Products over Products

  • Mindset change
  • Other projects can reference
  • Reuse
  • Long term view

Inventories

  • Catalog assets
  • Expicit knowledge -easy to articuate and write down. Think about what it is, structure, format, etc
  • Implicit knowledge – harder to write down. Think about who knows. Is it tacit knowledge (ex: leadership/riding a bike)?
  • Put tacit knowledge in expertise locator
  • Make ore of he implicit knowledge explicit

Personal Knowledge Management (PKM)

  • Encourage people to share what know
  • Bottom up info sharing
  • Can boost carer to share knowledge
  • Can be rabbit hole

Automate knowedge management

  • Documentation as code. Not just markdown. Could be diagrams as code, json, asciidoc etc
  • Optionally review for accuracy. Especially if publishing publicly
  • Automated review for syntax, spelling, links, etc
  • Convert to a useful format like PDF or a website
  • Decouple data fro presentation

Knowledge Management as Code

  • ex: Swapper API docs
  • ex: contract testing
  • ex: Pacts dashboard showing last time tested each API

Hive MInd

  • Optimize knowledge so available at right time
  • Without knowledge manageent, have high cognitive load and chaos
  • With knowledge management, reduce cognitive load
  • With hive mind, reduce cognitive load as much as possible
  • Hierarchy: Wisdom, knowlege, info, data

AI

  • Garbage in, garbage out

Collaborative Knowedge Management

  • Big picture event storming – find boundaries where people disagree. Generates lots of options
  • Domain storytelling – create diagrams with actors and processes. Focus on one way. If hae another version, create a new diagra
  • Bytesize Architecture Session – can use for mix of business and technical. Start with session goal. Then everyone starts independently at same time so not drowned out by loudest voice in room. Then find consensus
  • 6 page memo – re Amazon. Doc created before meeting. Everyone reads at same time (to fence time for reading) then discuss.

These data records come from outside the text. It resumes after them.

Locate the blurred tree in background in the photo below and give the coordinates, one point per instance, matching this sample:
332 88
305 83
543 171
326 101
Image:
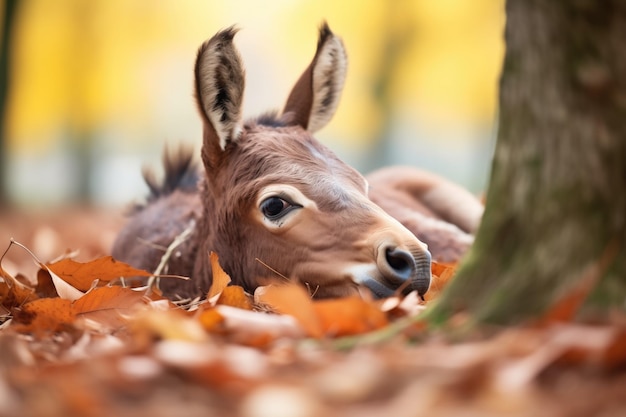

Downside is that people have thoughts after meeting. Doc needs to be collaborative as well
  • Architecture Decision Records – not just for architectures. Include title, status, context, evaluation criteria, options, decision, implications, consultation Avoids risk of changing something without understanding why decision made. Avoids rework of inestigating same thing repeatedly. New people on team can read why decision made
  • Business Decision Record – same idea as ADR, but for other things. Ex: why buy/choose a product, hiring, strategy

Key takeaways

  • Software BBOM (big ball of mud). Probably also have Documentation BBOM.
  • Think about as wall of ivy instead. Have info hidden in here
  • Good knowledge manageent virtal for building and understanding software
  • Collaborate to collect and record knowledge. Get more perspectives. Break down silos
  • Involve as many minds as possible
  • Elicit the implicit knowledge so don’t miss
  • Knowledge management supports better decision making Need a decision support system
  • Engineer knowledge as much as engineer software
  • Own your knowledge. If don’t know what have, can’t use it

My take

Excellent start to the morning. It was fun seeing how different parts of KM interact. Plus learned some new techniques.